P.S. Would someone PLEASE tell Sarah's parents that a doctor can't “test” for virginity and that you can't “keep someone as a minor” after they're 18?

YOU KNOW WHAT THEY SAY . . . THE BIGGER THE ELLIPSES . . . THE SMALLER THE . . .

Just read the Commie Girl installment for March 15 (Rebecca's Schoenkopf's “Clubbed!”). I liked the article about babushka. Well, you see, that's my girlfriend. . . . I mean this literally.

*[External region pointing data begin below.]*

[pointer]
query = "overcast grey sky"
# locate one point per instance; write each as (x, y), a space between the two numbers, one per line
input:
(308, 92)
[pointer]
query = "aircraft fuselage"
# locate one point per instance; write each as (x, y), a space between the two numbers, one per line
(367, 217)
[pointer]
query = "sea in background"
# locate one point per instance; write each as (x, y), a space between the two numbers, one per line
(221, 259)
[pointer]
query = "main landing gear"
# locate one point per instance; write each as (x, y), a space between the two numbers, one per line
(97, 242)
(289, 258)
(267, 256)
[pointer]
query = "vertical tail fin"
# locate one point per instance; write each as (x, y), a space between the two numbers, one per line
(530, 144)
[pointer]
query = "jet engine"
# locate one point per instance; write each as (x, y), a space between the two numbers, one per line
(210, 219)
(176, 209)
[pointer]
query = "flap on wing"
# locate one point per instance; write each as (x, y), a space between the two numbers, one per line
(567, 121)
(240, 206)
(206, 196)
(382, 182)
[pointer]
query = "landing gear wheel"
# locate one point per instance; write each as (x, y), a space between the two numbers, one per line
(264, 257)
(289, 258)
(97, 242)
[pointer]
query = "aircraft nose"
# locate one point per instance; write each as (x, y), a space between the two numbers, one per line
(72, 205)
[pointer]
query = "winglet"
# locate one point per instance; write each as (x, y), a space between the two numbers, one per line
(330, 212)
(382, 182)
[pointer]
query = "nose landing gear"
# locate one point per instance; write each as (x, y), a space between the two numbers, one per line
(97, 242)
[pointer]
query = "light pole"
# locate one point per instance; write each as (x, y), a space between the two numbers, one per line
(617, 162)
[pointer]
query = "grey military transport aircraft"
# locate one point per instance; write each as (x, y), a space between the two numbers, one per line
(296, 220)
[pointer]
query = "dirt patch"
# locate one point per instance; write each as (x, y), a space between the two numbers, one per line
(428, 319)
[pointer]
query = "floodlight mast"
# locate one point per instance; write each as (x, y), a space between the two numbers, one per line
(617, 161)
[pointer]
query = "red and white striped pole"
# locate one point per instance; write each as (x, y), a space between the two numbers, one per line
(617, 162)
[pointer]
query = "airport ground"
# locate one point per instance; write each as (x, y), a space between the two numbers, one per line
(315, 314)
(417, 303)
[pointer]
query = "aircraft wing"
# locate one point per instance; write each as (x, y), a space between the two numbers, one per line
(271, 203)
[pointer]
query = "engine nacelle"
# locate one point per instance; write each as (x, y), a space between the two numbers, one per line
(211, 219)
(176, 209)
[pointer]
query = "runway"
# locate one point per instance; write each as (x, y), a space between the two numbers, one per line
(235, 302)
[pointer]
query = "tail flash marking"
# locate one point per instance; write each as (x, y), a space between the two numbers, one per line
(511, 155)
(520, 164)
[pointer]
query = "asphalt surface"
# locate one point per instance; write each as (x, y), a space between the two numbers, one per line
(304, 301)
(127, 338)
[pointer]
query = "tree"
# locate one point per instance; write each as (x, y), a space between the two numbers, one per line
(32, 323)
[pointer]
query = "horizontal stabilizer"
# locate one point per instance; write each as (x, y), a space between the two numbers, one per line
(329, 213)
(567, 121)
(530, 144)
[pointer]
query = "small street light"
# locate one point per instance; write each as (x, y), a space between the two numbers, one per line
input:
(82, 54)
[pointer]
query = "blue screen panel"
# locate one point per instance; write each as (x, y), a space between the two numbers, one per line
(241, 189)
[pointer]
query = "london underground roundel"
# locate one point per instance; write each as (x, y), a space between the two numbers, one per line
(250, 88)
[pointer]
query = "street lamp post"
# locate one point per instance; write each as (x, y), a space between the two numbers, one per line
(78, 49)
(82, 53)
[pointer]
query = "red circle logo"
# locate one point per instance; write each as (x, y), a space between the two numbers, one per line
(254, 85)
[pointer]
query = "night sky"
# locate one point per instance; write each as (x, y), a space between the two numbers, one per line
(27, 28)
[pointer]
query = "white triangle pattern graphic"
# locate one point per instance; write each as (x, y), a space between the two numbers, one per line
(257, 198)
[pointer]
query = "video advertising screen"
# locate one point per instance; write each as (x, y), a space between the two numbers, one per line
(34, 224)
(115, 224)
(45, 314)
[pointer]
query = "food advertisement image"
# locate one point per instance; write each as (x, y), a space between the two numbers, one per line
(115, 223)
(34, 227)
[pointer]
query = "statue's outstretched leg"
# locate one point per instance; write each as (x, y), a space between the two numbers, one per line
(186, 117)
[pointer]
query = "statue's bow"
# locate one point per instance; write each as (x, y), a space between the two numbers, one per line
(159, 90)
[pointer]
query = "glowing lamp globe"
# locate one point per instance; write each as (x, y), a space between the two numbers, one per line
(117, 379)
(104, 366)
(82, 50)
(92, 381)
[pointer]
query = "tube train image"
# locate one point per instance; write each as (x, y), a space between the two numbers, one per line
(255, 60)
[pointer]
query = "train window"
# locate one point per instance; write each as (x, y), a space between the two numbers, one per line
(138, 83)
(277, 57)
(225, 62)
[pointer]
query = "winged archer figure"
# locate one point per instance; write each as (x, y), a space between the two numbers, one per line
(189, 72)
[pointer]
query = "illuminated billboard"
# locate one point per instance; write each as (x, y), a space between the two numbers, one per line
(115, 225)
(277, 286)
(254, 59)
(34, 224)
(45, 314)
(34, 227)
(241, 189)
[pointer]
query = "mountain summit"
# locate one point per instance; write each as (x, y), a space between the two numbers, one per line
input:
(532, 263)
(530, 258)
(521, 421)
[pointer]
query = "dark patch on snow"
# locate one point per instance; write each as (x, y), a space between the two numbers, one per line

I've spent the past few years at the Hub Cafe reading your very narrow-minded perspectives of Orange County Hot Spots, you know . . . where you have one drink somewhere and print your OC Register– (ohhhh . . . please let me get an internship there) wannabe journalistic account of your “whole evening there.” The socially inept people, as we are, count on your hapless views of OC nightlife to make meager meaning of our lives. Do us all a favor . . . take the time to actually get to know that drunk girl who “took over” your booth at the bar because I'm sure under any other circumstance, she could become your best friend. After all, I'm sure you've never been drunk at a bar, and thank God you didn't run into anyone that made a public spectacle of it. Print this if you're tough enough. . . .

. . . Josh
via e-mail
I LOVE LOONEY

Steve Lowery's review of A Beautiful Mind (Script Doctor's “Predictably Unpredictable,” March 15) is an amazing example of how a reviewer gets away with slurs. If you direct them against a member of the right group, they're okay, I guess. And you don't even have to bother with reviewing the movie if you tap enough popular prejudices. “Not Playing With All His Chips ,” “schizo” and “a man out of control” all may be useful terms for passing the Beavis and Butthead “cool [belch]” test for irreverance. But Lowery—who I hope wouldn't similarly label anyone for ethnicity, gender, religion or sexual orientation—applies these terms liberally.

Art Blaser
via e-mail

Steve Lowery, who sees a Vicar and a monkey dancing in the ink blot, responds: I argued thatA Beautfiul Mind made light of schizophrenia by suggesting that one could simply ignore the voices in their head. Those “slurs” were to point out that the movie didn't really care about mental illness, just that it made a fine vehicle for Russell Crowe to seem more sympathetic. I can assure you that I have nothing but the highest respect and deepest compassion for those in the loon community, as does everyone here at theWeekly. Why, I believe the man who runs this paper to be completely deranged or Irish—I'm not sure which, but does it really matter? The point is we love crackpots, nutcases and squirrel bait for their demented ravings and fashion choices. If anyone culled any other impression from my article, I suggest they see a psychiatrist immediately.